Police in Northern Ireland opened a criminal probe of claims surrounding Cerberus Capital Management LP’s purchase of 4.5 billion pounds ($6.9 billion) of property loans from Ireland’s so-called bad bank, the National Asset Management Agency.
Northern Irish police said they will review allegations by Irish lawmaker Mick Wallace about the 2014 deal and other unspecified “concerns,” according to an e-mailed statement Wednesday. Wallace alleged last week that 7 million pounds of legal fees tied to the deal wound up in an offshore bank account and were earmarked for an unidentified politician or political party.
Some of the world’s biggest asset managers and their law firms are defending their roles in what was the largest deal in NAMA’s history. The probe adds to parliamentary inquiries on both sides of the Irish border as lawmakers review a transaction that gave Cerberus control over hundreds of properties across Northern Ireland and the rest of the U.K.
“There’s sufficient concern in relation to potential criminal activity surrounding this property deal to instigate an investigation,” Will Kerr, an assistant chief constable with the police force, said in the statement. The probe follows allegations by Tughans, a Belfast law firm involved in the deal, that a former partner left after having misappropriated fees.
The Irish government in Dublin set up NAMA in 2009 to purchase risky real estate assets from the nation’s lenders in an attempt to prevent their collapse, earning it the bad bank nickname. The agency is now selling loans under a strategy to wind up most of its operations by 2018.
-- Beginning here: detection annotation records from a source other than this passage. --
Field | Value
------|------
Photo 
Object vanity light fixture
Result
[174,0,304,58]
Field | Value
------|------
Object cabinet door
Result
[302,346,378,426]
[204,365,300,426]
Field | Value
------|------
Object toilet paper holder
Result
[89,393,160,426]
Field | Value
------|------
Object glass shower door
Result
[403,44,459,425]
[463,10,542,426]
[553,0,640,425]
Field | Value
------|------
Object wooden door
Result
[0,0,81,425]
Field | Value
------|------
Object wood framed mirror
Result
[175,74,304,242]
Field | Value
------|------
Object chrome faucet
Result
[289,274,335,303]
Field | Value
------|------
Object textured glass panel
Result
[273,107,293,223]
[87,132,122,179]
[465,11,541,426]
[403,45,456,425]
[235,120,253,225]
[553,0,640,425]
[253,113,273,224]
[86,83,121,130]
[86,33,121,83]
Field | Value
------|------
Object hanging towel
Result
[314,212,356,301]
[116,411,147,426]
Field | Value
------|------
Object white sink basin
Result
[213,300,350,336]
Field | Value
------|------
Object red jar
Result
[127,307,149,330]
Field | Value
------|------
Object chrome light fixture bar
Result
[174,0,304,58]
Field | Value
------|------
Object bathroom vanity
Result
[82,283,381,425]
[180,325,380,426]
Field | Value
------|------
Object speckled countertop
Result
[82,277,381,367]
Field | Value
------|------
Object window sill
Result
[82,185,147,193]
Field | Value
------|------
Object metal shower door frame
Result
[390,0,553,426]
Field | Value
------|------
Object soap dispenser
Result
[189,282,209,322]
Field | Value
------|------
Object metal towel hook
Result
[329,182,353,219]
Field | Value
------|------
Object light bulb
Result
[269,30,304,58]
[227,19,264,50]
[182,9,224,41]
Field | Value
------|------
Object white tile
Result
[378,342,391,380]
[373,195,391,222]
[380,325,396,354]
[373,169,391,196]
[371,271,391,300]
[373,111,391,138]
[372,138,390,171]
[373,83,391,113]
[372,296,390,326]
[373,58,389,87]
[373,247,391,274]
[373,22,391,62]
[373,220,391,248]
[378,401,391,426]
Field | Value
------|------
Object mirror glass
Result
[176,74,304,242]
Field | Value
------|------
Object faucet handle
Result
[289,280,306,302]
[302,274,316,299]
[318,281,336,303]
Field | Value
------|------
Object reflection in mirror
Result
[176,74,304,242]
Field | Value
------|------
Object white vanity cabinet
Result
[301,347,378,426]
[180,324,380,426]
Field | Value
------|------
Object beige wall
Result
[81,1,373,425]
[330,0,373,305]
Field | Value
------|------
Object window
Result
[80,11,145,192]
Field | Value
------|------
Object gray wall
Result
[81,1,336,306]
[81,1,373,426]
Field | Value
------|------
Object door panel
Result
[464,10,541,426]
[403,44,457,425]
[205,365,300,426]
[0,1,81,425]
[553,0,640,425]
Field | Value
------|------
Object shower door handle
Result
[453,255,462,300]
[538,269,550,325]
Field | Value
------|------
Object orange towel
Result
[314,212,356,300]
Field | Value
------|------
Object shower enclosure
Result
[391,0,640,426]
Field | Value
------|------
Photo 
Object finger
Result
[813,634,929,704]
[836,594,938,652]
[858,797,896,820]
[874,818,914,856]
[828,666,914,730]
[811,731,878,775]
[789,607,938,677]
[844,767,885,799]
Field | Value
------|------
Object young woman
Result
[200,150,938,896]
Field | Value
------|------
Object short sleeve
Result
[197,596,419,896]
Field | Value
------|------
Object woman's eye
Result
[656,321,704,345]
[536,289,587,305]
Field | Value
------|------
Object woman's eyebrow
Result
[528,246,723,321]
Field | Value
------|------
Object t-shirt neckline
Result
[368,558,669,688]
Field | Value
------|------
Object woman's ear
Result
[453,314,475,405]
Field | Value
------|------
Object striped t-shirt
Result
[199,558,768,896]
Tughans was retained by Brown Rudnick LLP, Cerberus’ main legal adviser, for the loan deal. The Irish law firm alleged in a statement last week that ex-managing partner Ian Coulter had “diverted” fees to a personal account.
The law firm has since retrieved the cash and Coulter has left the practice, Tughans said in an e-mailed statement.
Tughans said it has contacted the police and will fully cooperate with their investigation, according to a law firm spokeswoman.
Coulter didn’t respond to requests for comment sent to his LinkedIn account. Tughans didn’t provide contact details. It was unclear if the law firm’s allegations were related to the new probe.
“Brown Rudnick is fully supportive of efforts to clarify the issues that have been raised over this matter and will give every assistance to the relevant authorities,” the law firm said in an e-mailed statement.
The firm said it “acted in compliance with applicable law and with the utmost propriety at all times throughout the transaction.”
The deal was the biggest loan sale by NAMA since it was set up in 2009. Cerberus bought the loans for a discounted price of about 1.6 billion euros ($1.8 billion), NAMA said last year.
Fortress Investment Group LLC and Pacific Investment Management Co. also considered buying the portfolio, NAMA officials told lawmakers in Dublin on Thursday.
PIMCO, which had also retained Brown Rudnick and Tughans while mulling the deal, withdrew after telling NAMA one of the bad bank’s former advisers was involved in the deal, NAMA Chairman Frank Daly said at the hearing.
The former adviser, Frank Cushnahan, stood to share an “acquisition fee” of 15 million pounds along with Brown Rudnick and Tughans’ Coulter if PIMCO was successful, Daly said.
NAMA executives were “appalled” when PIMCO told them about the potential fee, Daly said.
PIMCO pulled out because of the firm’s concerns about unidentified third parties involved in the process, said Jennifer Spivey, a London spokeswoman for the money manager.
Cushnahan, 73, was a member of NAMA’s Northern Ireland Advisory Committee until resigning in November 2013.
He didn’t immediately respond to voicemails left with a mobile phone number listed in Irish company documents.
A parliamentary committee in Belfast has scheduled questioning for parties tied to the Cerberus deal for next week.
Peter Duda, a spokesman for the New York-based firm, said it “welcomes” the investigation and will fully cooperate.
The firm, which manages about $25 billion, has said it’s “deeply concerned” by Wallace’s allegations and that no illegal or improper fees were paid on its behalf, “to the best of our knowledge.”
Ray Gordon, a spokesman for NAMA, declined to comment on the police investigation.
NAMA said on Monday that “attempts to conflate NAMA’s process with an internal Tughans issue are entirely wrong.”
Northern Ireland, which has a local parliament, is part of the U.K. while the Republic of Ireland in the south gained independence after a conflict that ended in 1922.